9) README update requirements (bilingual + images)

  • Generate and maintain two README files after code changes:
  • README.md (English original)
  • README_zh-CN.md (Chinese translation aligned with the English version)
  • After the paper metadata header, ensure both files include:
  • paper citation and target claims to reproduce,
  • environment/setup commands,
  • project structure overview and module responsibilities,
  • how to run main experiments,
  • expected outputs/metrics and where artifacts are saved,
  • known deviations from the paper and why.
  • Insert generated figures/images into both README files using valid relative Markdown image paths.

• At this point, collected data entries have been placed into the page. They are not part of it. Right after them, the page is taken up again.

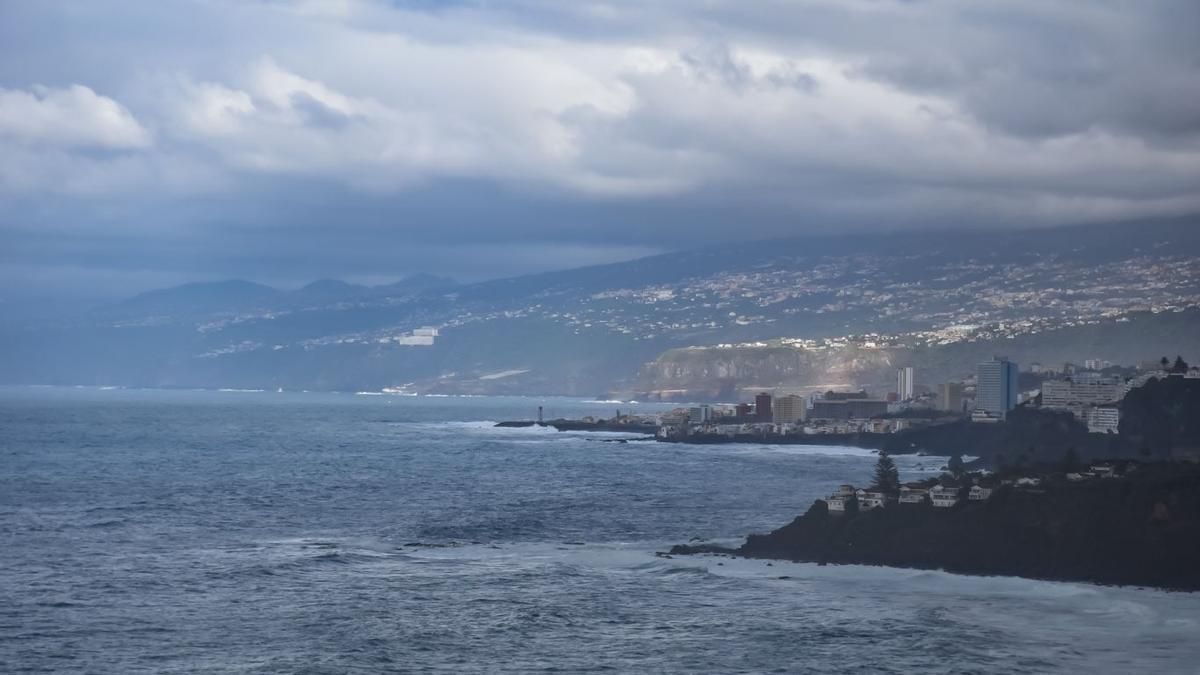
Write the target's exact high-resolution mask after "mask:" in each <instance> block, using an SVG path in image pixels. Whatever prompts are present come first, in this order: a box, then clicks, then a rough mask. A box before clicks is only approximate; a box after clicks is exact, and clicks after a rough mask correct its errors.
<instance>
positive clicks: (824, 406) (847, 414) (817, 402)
mask: <svg viewBox="0 0 1200 675" xmlns="http://www.w3.org/2000/svg"><path fill="white" fill-rule="evenodd" d="M887 413H888V402H887V401H880V400H876V399H851V400H844V401H829V400H818V401H812V412H811V413H810V414H809V418H811V419H870V418H872V417H882V416H884V414H887Z"/></svg>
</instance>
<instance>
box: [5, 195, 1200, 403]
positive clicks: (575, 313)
mask: <svg viewBox="0 0 1200 675" xmlns="http://www.w3.org/2000/svg"><path fill="white" fill-rule="evenodd" d="M1198 259H1200V219H1195V217H1193V219H1175V220H1160V221H1147V222H1139V223H1115V225H1109V226H1088V227H1086V228H1057V229H1044V231H1009V232H983V233H979V232H977V233H922V234H912V233H894V234H862V235H840V237H811V238H804V239H792V240H781V241H744V243H737V244H730V245H722V246H710V247H707V249H698V250H692V251H680V252H674V253H667V255H662V256H654V257H649V258H642V259H637V261H630V262H625V263H618V264H610V265H598V267H589V268H581V269H574V270H565V271H557V273H550V274H540V275H532V276H523V277H516V279H505V280H497V281H488V282H482V283H472V285H457V283H454V282H452V281H450V280H444V279H438V277H430V276H421V277H413V279H409V280H406V281H403V282H401V283H397V285H391V286H377V287H366V286H355V285H349V283H343V282H340V281H336V280H323V281H318V282H314V283H312V285H310V286H308V287H305V288H302V289H299V291H290V292H286V291H278V289H274V288H269V287H264V286H259V285H256V283H252V282H245V281H233V282H223V283H202V285H187V286H184V287H179V288H173V289H164V291H156V292H151V293H145V294H143V295H139V297H138V298H133V299H130V300H127V301H124V303H118V304H113V305H107V306H100V307H94V309H91V310H90V311H86V312H78V311H73V312H70V313H59V315H55V316H38V317H37V318H20V317H10V318H7V319H5V321H2V322H0V381H2V382H5V383H61V384H126V386H156V387H163V386H167V387H170V386H179V387H245V388H275V387H284V388H305V389H379V388H383V387H391V386H407V387H409V388H410V389H413V390H419V392H444V393H541V394H582V395H595V394H604V393H611V392H616V393H618V394H620V395H637V394H644V393H650V394H662V393H666V394H667V395H668V396H670V395H679V396H697V395H700V396H703V395H718V394H720V393H721V392H722V390H732V389H739V388H743V389H744V388H750V387H775V386H792V384H797V386H799V384H814V383H820V384H824V383H847V384H851V383H866V384H874V383H878V382H886V381H887V378H888V377H889V375H888V371H889V370H890V369H892V368H894V366H895V365H902V364H910V363H911V364H914V365H918V368H923V369H929V370H930V371H929V374H928V377H929V378H936V377H942V376H949V374H960V372H961V371H962V370H964V369H970V365H971V364H972V363H974V362H976V360H979V358H982V357H986V356H990V354H991V353H994V352H995V351H1002V352H1004V353H1008V354H1009V356H1013V357H1014V358H1016V359H1018V360H1030V359H1040V360H1045V362H1051V360H1068V359H1075V360H1079V359H1082V358H1088V357H1097V358H1108V359H1111V360H1121V362H1124V363H1132V362H1135V360H1139V359H1141V358H1157V357H1158V356H1162V354H1163V353H1171V354H1175V353H1182V354H1183V356H1184V357H1186V358H1189V359H1193V360H1200V344H1198V339H1196V337H1195V336H1196V335H1200V330H1196V328H1198V327H1200V324H1198V319H1196V316H1198V312H1195V311H1181V310H1184V309H1187V307H1195V306H1196V304H1198V301H1200V265H1198V264H1196V261H1198ZM23 316H36V315H34V313H30V312H24V315H23ZM421 327H434V328H437V329H438V330H439V336H438V337H437V339H436V340H434V344H433V345H432V346H428V345H413V344H412V342H413V341H412V340H407V339H406V336H407V335H409V334H410V333H412V331H413V330H414V329H418V328H421ZM718 345H724V346H722V347H720V348H719V350H709V351H706V350H689V351H686V352H684V351H680V348H683V347H689V346H718ZM798 347H803V350H799V348H798ZM725 356H731V357H732V358H728V359H726V358H725ZM647 364H650V365H647ZM926 381H929V380H926Z"/></svg>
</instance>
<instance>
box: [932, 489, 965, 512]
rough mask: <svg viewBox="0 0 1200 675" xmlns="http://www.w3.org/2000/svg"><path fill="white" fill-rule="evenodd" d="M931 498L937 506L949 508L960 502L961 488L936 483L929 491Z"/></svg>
mask: <svg viewBox="0 0 1200 675" xmlns="http://www.w3.org/2000/svg"><path fill="white" fill-rule="evenodd" d="M929 500H930V501H931V502H934V506H935V507H940V508H948V507H952V506H954V504H956V503H959V489H958V488H947V486H944V485H935V486H934V488H932V489H931V490H930V491H929Z"/></svg>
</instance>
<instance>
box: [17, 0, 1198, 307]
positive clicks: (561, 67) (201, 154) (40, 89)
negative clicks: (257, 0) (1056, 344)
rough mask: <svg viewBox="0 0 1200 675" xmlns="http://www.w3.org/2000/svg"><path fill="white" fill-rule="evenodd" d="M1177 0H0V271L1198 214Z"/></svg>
mask: <svg viewBox="0 0 1200 675" xmlns="http://www.w3.org/2000/svg"><path fill="white" fill-rule="evenodd" d="M1198 30H1200V2H1196V1H1195V0H1177V1H1154V0H1145V1H1138V2H1128V1H1118V0H1112V1H1103V0H1098V1H1091V2H1076V1H1063V2H1057V1H1054V0H1004V1H1002V2H1001V1H997V2H991V4H988V2H978V1H974V0H960V1H953V0H910V1H899V0H857V1H856V0H810V1H799V0H796V1H782V0H762V1H758V2H746V1H743V0H730V1H722V0H643V1H637V2H616V1H592V0H572V1H558V0H511V1H488V0H473V1H470V0H461V1H454V0H446V1H436V0H391V1H386V0H329V1H319V0H258V1H252V0H246V1H232V0H203V1H200V0H197V1H187V0H174V1H162V2H158V1H154V2H149V1H145V0H128V1H120V0H115V1H108V0H61V1H59V0H0V285H2V288H4V291H2V293H0V295H2V297H7V298H13V297H38V295H89V294H90V295H110V294H124V293H131V292H136V291H140V289H145V288H149V287H160V286H166V285H173V283H179V282H184V281H190V280H206V279H221V277H245V279H253V280H257V281H263V282H268V283H274V285H277V286H284V287H286V286H296V285H300V283H304V282H306V281H310V280H313V279H317V277H330V276H331V277H342V279H349V280H355V281H366V282H372V281H390V280H394V279H396V277H400V276H403V275H406V274H412V273H418V271H426V273H437V274H448V275H451V276H456V277H458V279H463V280H476V279H487V277H494V276H505V275H512V274H522V273H528V271H540V270H544V269H552V268H562V267H574V265H580V264H588V263H595V262H607V261H614V259H624V258H630V257H636V256H641V255H646V253H652V252H658V251H664V250H671V249H677V247H684V246H694V245H701V244H707V243H714V241H722V240H730V239H738V238H746V237H752V238H772V237H781V235H790V234H804V233H828V232H844V231H851V229H857V231H875V229H896V228H920V227H936V228H947V227H1012V226H1040V225H1054V223H1076V222H1091V221H1106V220H1123V219H1135V217H1141V216H1152V215H1177V214H1190V213H1200V41H1198V40H1196V34H1198Z"/></svg>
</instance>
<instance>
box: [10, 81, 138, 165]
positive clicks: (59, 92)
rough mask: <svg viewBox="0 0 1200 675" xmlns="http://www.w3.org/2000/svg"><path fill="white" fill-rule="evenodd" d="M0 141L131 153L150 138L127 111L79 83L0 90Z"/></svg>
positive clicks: (122, 106) (128, 110) (119, 104)
mask: <svg viewBox="0 0 1200 675" xmlns="http://www.w3.org/2000/svg"><path fill="white" fill-rule="evenodd" d="M0 136H6V137H10V138H13V139H16V141H19V142H23V143H38V144H48V145H66V147H72V145H74V147H91V148H110V149H137V148H145V147H148V145H150V142H151V138H150V133H149V132H148V131H146V130H145V129H144V127H143V126H142V125H140V124H138V120H136V119H134V118H133V115H132V114H131V113H130V110H128V109H126V108H125V107H124V106H121V104H120V103H118V102H116V101H114V100H112V98H109V97H107V96H101V95H98V94H96V92H95V91H92V90H91V89H89V88H88V86H84V85H82V84H73V85H71V86H67V88H64V89H53V88H48V86H34V89H32V91H22V90H19V89H0Z"/></svg>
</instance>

  • Image output granularity rule: unless multi-panel comparison is explicitly needed, save one chart per image file (one figure per file).
  • Keep both README files aligned with actual code paths and commands.

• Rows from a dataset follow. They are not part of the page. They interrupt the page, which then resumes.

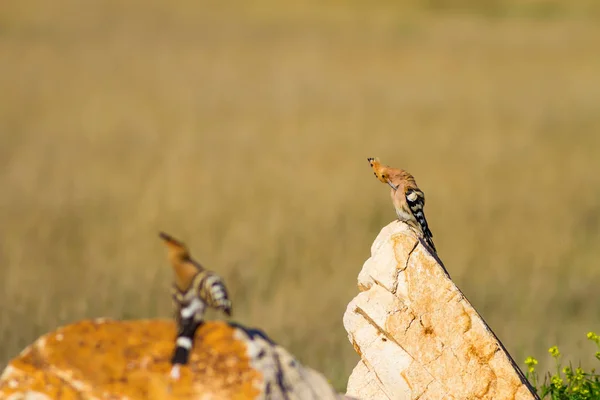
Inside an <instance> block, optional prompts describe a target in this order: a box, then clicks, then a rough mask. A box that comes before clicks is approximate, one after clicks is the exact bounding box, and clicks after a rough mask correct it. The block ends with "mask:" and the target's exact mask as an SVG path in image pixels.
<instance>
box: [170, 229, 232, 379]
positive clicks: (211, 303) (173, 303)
mask: <svg viewBox="0 0 600 400" xmlns="http://www.w3.org/2000/svg"><path fill="white" fill-rule="evenodd" d="M159 236H160V238H161V239H163V240H164V242H165V244H166V245H167V249H168V258H169V261H170V263H171V265H172V266H173V270H174V272H175V282H174V284H173V287H172V289H171V294H172V298H173V304H174V308H175V319H176V321H177V339H176V341H175V350H174V352H173V356H172V358H171V364H172V368H171V377H172V378H174V379H178V378H179V367H180V365H185V364H187V362H188V360H189V356H190V351H191V350H192V347H193V344H194V335H195V333H196V330H197V329H198V327H199V326H200V325H201V324H202V322H203V318H204V312H205V311H206V308H207V307H211V308H214V309H217V310H221V311H223V312H224V313H225V314H227V315H228V316H231V301H230V300H229V295H228V293H227V289H226V288H225V284H224V283H223V280H222V279H221V278H220V277H219V276H218V275H216V274H215V273H214V272H212V271H209V270H207V269H205V268H203V267H202V266H201V265H200V264H199V263H198V262H196V261H195V260H194V259H192V257H191V255H190V252H189V250H188V249H187V247H186V245H185V244H184V243H182V242H180V241H178V240H176V239H174V238H173V237H172V236H170V235H168V234H166V233H164V232H160V233H159Z"/></svg>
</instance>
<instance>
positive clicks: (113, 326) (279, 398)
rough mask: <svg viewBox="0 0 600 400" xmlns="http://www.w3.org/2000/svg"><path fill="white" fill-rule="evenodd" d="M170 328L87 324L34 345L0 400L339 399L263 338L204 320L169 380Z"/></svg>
mask: <svg viewBox="0 0 600 400" xmlns="http://www.w3.org/2000/svg"><path fill="white" fill-rule="evenodd" d="M174 337H175V324H174V323H173V322H171V321H168V320H142V321H111V320H104V319H103V320H87V321H80V322H77V323H74V324H71V325H67V326H65V327H63V328H60V329H58V330H56V331H54V332H51V333H49V334H47V335H45V336H42V337H41V338H39V339H38V340H37V341H35V342H34V343H33V344H32V345H31V346H29V347H27V348H26V349H25V350H24V351H23V352H22V353H21V354H20V355H19V356H17V357H16V358H15V359H13V360H12V361H11V362H10V363H9V365H8V366H7V367H6V369H5V370H4V372H3V374H2V376H1V377H0V398H2V399H10V400H17V399H31V400H34V399H35V400H50V399H130V400H134V399H289V400H292V399H297V400H301V399H315V400H316V399H325V400H328V399H343V398H345V397H344V396H343V395H339V394H337V393H336V392H335V391H334V390H333V388H332V387H331V386H330V385H329V383H328V382H327V380H326V379H325V378H324V377H323V376H322V375H321V374H319V373H318V372H316V371H314V370H312V369H310V368H307V367H304V366H302V365H301V364H300V363H299V362H298V361H297V360H295V359H294V357H293V356H292V355H291V354H289V353H288V352H287V351H286V350H285V349H283V348H282V347H280V346H278V345H276V344H274V343H273V342H272V341H271V340H269V338H268V337H267V336H265V335H264V333H262V332H260V331H258V330H255V329H249V328H245V327H242V326H239V325H235V324H228V323H225V322H207V323H205V324H204V325H202V326H201V327H200V328H199V329H198V331H197V333H196V340H195V344H194V349H193V351H192V353H191V357H190V363H189V365H188V366H185V367H182V368H181V376H180V378H179V380H177V381H173V380H172V379H170V377H169V372H170V368H171V365H170V362H169V360H170V358H171V352H172V350H173V345H174V340H173V339H174Z"/></svg>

  • Keep Chinese content as faithful translation of English technical content (no missing key steps).

10) Output contract

  • Deliver:
  • source-derived extraction notes/file(s) (TeX-first, PDF fallback when needed),
  • implemented/updated Python code,
  • README.md and README_zh-CN.md with embedded generated images.
  • Clearly separate:
  • exact extracted content (verbatim from source),
  • your implementation notes and engineering decisions.
  • Report reproduction status:
  • which claims/experiments were successfully reproduced,
  • known gaps or deviations from paper results, with reasons.